4.     Database Organization:
VisiMine: VisiMine is a system for data mining and statistical analysis of large collections of remotely sensed images. VisiMine system provides the infrastructure and methodology required for the analysis of satellite images. Spatial information about region levels also can be stored in ESRI's Spatial Data Engine (SDE), together with the relevant GIS information. SDE provides open data access across local and wide area networks, and the Internet, using the TCP/IP protocol. This information can be combined with region level features such as texture, spectral properties, or DEM features. The SDE format allows a fusion of GIS, optical, and DEM information for a variety of visualization methods and data analysis functions. A mining process or a similarity search is initiated by submitting a query written in a data mining language similar to SQL. The query language allows the user to specify the type of knowledge to be discovered, the set of data relevant to the mining process, and the conditions that have to be satisfied by the data. Based on this query, an SQL statement is constructed to retrieve the relevant data. The data mining module processes the data and passes the information about the resulting tiles and regions to the GUI, which in turn directly retrieves the images from the database. The pabilities of the data mining engine are enriched through the Java connection to the S-PLUS statistical data analysis engine. The graphical user interface enables browsing and manipulation of the satellite images and associated features, creation of data mining queries, and visualization of the results of the data analysis.
 

The VisiMine architecture supports three levels of features: pixel, region,and tile level features. The feature extraction process starts with the analysis of spectral and textural properties at the pixel level. The numerical pixel data can be clustered in order to find a small number of classes. The VisiMine system supports extraction of the following features:
• Texture features using Gabor wavelets
• Clustering (spectral, textural, and others)

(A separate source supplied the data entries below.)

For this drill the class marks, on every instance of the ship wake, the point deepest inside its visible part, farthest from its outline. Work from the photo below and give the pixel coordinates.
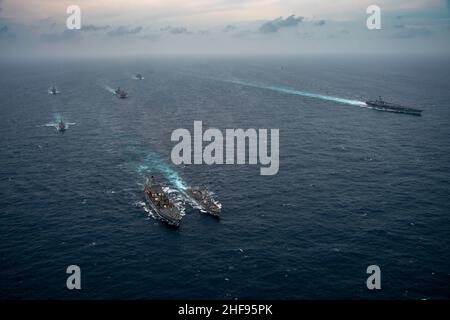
(351, 102)
(175, 189)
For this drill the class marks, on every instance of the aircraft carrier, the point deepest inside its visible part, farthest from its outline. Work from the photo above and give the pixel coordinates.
(382, 105)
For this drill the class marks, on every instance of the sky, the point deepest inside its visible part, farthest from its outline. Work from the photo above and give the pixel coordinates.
(220, 27)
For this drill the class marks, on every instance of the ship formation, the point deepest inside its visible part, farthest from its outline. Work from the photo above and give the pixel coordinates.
(158, 199)
(156, 195)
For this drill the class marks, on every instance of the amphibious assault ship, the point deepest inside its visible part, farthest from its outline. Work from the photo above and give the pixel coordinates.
(382, 105)
(204, 199)
(158, 200)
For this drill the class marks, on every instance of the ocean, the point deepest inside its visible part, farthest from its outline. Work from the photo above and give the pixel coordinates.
(356, 187)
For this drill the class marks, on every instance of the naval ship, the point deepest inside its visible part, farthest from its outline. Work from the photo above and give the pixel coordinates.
(53, 90)
(204, 199)
(157, 199)
(122, 94)
(382, 105)
(61, 126)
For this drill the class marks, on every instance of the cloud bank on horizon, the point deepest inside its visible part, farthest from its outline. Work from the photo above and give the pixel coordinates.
(118, 27)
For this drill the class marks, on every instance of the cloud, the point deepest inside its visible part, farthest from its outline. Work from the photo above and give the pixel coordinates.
(409, 33)
(175, 30)
(124, 31)
(279, 23)
(61, 36)
(91, 27)
(229, 28)
(320, 23)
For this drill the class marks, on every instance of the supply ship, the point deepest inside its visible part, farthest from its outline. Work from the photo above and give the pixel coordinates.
(158, 200)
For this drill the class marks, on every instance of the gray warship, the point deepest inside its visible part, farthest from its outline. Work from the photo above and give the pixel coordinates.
(158, 200)
(61, 126)
(382, 105)
(204, 199)
(120, 93)
(53, 90)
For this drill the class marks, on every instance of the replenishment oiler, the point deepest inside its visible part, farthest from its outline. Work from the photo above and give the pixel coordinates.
(382, 105)
(158, 200)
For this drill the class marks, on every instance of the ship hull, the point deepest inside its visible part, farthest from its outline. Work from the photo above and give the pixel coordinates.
(394, 109)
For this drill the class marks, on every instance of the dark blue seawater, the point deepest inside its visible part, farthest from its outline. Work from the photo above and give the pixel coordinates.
(356, 187)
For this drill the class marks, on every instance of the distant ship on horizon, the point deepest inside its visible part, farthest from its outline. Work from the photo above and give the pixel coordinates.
(382, 105)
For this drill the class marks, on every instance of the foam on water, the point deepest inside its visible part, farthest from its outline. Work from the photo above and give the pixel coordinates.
(154, 164)
(301, 93)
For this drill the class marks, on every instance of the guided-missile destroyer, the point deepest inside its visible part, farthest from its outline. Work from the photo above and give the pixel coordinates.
(122, 94)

• Spectral Mixture Analysis features.
• Segmentation and shape descriptors of the regions.
• Spatial relationships between regions.
• Histograms, max, min, mean, and standard deviation of pixel features for each region and tile.

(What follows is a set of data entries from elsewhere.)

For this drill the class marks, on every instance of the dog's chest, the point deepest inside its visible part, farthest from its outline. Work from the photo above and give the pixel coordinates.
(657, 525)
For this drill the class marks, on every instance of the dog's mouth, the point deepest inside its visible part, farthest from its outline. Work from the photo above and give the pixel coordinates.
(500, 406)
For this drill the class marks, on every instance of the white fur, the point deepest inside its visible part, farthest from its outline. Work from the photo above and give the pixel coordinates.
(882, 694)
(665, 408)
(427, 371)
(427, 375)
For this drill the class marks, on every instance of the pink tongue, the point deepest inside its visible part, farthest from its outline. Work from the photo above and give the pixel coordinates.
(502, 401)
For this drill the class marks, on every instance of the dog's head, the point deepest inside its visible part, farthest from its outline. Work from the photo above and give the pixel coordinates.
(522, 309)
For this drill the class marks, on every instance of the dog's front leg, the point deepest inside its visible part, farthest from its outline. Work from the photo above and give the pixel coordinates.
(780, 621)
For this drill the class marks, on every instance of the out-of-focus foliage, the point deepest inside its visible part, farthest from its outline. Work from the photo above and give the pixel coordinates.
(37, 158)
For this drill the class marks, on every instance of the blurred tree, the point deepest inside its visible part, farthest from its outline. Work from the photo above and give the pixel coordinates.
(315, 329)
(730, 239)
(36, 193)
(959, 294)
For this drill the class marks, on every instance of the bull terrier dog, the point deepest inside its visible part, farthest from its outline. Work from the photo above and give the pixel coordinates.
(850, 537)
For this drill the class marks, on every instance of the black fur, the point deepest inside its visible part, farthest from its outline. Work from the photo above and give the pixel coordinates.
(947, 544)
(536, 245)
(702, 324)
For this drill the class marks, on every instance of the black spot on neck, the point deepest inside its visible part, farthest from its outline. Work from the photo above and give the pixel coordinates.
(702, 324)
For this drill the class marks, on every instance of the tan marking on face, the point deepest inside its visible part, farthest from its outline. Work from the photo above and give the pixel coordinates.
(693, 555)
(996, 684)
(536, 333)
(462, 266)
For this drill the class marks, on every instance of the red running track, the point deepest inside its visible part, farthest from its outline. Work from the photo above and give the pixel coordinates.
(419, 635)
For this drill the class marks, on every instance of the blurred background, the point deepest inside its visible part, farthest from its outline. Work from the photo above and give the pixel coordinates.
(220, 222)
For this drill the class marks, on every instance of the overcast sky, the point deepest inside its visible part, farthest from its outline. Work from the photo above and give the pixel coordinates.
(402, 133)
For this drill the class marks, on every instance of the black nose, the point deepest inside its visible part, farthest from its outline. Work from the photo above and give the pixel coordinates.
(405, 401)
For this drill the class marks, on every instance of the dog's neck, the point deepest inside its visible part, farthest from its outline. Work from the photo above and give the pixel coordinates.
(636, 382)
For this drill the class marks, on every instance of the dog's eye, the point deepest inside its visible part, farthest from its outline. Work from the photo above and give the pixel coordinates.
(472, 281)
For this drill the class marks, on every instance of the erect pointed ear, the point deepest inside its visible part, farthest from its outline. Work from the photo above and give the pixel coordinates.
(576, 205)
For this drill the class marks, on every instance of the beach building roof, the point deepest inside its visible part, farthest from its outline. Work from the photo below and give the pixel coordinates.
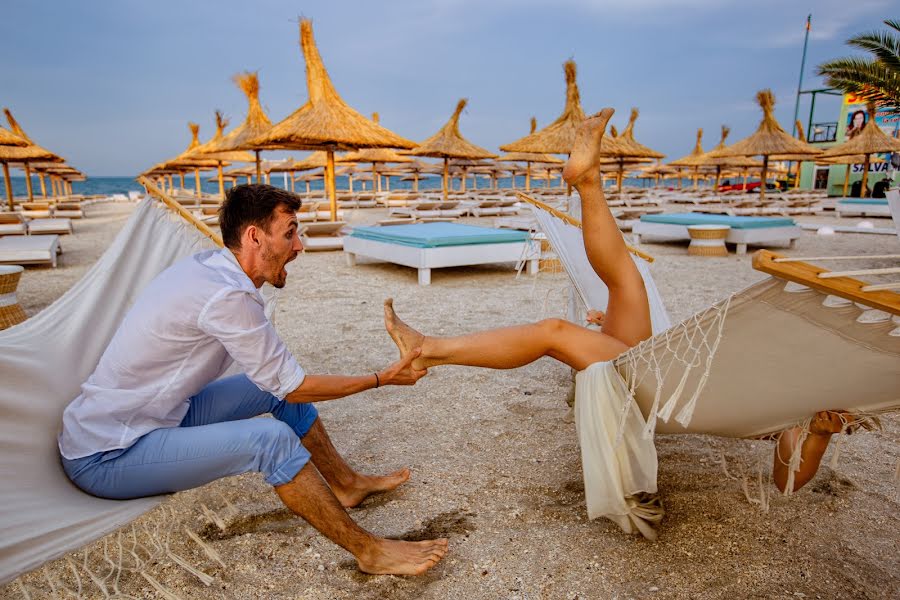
(871, 140)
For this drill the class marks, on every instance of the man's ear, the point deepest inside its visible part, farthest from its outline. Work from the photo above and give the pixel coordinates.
(251, 234)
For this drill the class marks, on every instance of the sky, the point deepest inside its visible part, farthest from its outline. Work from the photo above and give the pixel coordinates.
(111, 84)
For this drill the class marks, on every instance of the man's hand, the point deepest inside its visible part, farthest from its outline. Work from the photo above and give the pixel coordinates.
(402, 372)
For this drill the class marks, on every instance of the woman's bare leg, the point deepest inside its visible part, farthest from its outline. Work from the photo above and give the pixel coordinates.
(627, 315)
(576, 346)
(823, 426)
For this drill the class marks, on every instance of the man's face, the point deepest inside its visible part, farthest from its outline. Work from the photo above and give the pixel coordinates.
(279, 246)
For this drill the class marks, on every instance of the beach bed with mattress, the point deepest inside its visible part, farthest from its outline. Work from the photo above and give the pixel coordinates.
(744, 230)
(29, 249)
(426, 246)
(864, 207)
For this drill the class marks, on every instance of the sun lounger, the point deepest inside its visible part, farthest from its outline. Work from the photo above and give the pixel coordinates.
(68, 210)
(49, 227)
(29, 249)
(36, 210)
(12, 224)
(426, 246)
(865, 207)
(744, 230)
(325, 235)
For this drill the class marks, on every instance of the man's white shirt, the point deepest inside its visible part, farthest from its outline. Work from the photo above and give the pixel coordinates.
(185, 330)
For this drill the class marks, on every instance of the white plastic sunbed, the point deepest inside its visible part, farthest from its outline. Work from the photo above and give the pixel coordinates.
(29, 249)
(744, 230)
(49, 226)
(426, 246)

VisiMine uses an SQL-like query language that enables specification of the data mining task, features to be used in the mining process, and any additional constraints. The system is capable of performing similarity searches based on any combination of features.VisiMine allows weighting of the features. In addition to the similarity search, the VisiMine system provides functionality for other types of analyses of remotely sensed data. This functionality includes data clustering, building regression and classification models, prediction of land cover types, summarizing data, searching using visual grammar and interactive label training using Bayesian and tree models. Interactive label training methods enable searches for features that are very difficult to describe analytically. In VisiMine we use a method for   training of land cover labels that employs naïve Bayesian classifiers. VisiMine is based on decision tree models. V S-PLUS connectivity Insightful S-PLUS is an interactive computing environment for graphics, data analysis, statistics, and mathematical computing. VisiMine data can be accessed from within S-PLUS by using Java connectivity for images and ODBC connectivity for image and region data. In addition, VisiMine has the S-PLUS command tool, which provides for easy transfer of images to S-PLUS, and for data processing using the S-PLUS language. The S-PLUS images can be returned to VisiMine and displayed there. The VisiMine can also display S-PLUS graphics, which are created using a command line interface and shown within S-PLUS plot window. The combination of S-PLUS and VisiMine features creates a unique environment for interactive exploration and analysis of remotely sensed data. The rich statistical functionality of S-PLUS, together with the VisiMine user interface and the scalability of its data mining engine, allows for easy and powerful customization of the data analysis process.